The men’s side of the draw is primarily about three players as Rafael Nadal is out until at least next month. That lands the focus primarily on Djokovic, Federer and Murray. The biggest names remaining other than those three are former Australian Open finalist Jo-Wilifried Tsonga and Former U.S. Open Champion Juan Martin del Potro. 

Murray finally reached the pinnacle last summer with wins at Wimbledon in the Olympics and in the U.S. Open. He is in the bottom half of the men’s draw with Federer. Murray has a very tough part of the draw. Already through to the third round, he should breeze into the fourth. He will face Ricardas Bernakis of Lithuania next. 

His fourth-round match should occur against either 14th seeded Frenchman Gilles Simon or his countryman Gael Monfils.

Monfils could be a player to watch. He was out for most of the second half of last year with a knee injury. He upset the 18th seed, Alexandr Dolgopolov, in the first round. Murray holds a 3-2 career edge against Monfils. 

Murray and Del Potro have met six times, with Murray winning four times. Del Potro will likely have to play Marin Cilic in the fourth round. Delpo holds a 7-2 career advantage against the Croatian. Five of those seven matches have occurred in a Grand Slam or the Davis Cup.
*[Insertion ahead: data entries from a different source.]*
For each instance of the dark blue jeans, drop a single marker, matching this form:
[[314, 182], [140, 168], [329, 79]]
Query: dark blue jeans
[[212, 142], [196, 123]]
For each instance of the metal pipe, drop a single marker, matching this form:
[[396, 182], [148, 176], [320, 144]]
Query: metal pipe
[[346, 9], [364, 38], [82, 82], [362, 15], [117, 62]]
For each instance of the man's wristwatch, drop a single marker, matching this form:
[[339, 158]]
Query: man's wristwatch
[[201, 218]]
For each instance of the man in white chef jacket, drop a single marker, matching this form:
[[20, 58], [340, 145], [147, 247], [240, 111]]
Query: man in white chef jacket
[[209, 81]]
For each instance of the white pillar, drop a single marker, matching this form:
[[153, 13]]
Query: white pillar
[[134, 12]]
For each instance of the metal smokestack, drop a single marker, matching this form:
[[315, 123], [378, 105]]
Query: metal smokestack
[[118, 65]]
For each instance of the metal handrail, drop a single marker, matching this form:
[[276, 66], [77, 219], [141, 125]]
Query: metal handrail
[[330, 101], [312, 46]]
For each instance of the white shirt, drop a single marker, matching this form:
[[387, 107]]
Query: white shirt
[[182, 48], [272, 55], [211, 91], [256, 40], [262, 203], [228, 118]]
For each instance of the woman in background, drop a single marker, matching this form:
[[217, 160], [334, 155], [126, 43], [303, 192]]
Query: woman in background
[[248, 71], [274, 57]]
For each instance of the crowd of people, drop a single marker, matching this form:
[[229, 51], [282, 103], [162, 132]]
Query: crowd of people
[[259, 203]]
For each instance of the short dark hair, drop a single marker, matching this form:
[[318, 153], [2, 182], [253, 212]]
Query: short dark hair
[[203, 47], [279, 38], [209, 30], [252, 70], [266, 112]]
They have split two career meetings down under. 

Federer’s quarter of the draw includes Australian favorite Bernard Tomic, Canadian riser Milos Raonic and ninth-seeded French veteran Richard Gasquet. Barring a shocking upset, Federer should have no trouble reaching the semifinals. 

Fitting as the reward as the No. 1 seed and the No.1-ranked player, Novak Djokovic has a pretty clear path to the semifinals and possibly the finals. Nadal’s injury meant that one of the remaining three of the big four would not have as difficult a path to the finals. 

Djokovic will match up with Radek Stepanek in the third round. The winner will face either Sam Querrey or Stanislas Warwinka. The highest-seeded player in Djokovic’s quarter is Tomas Berdych of the Czech Republic. Berdych is certainly capable of pulling off an upset, but Djokovic should get through.

David Ferrer of Spain has been a consistent player throughout his career. He is seeded fourth in the Australian Open. He caught a break in the draw with eighth seed Janko Tipsarevic.

His next opponent is Marcos Baghdatis, whose best days are behind him. He has not advanced past the third round at a Major since 2009. Fellow Spaniard Nicolas Almagro and Polish up-and-comer Jerzy Janowicz.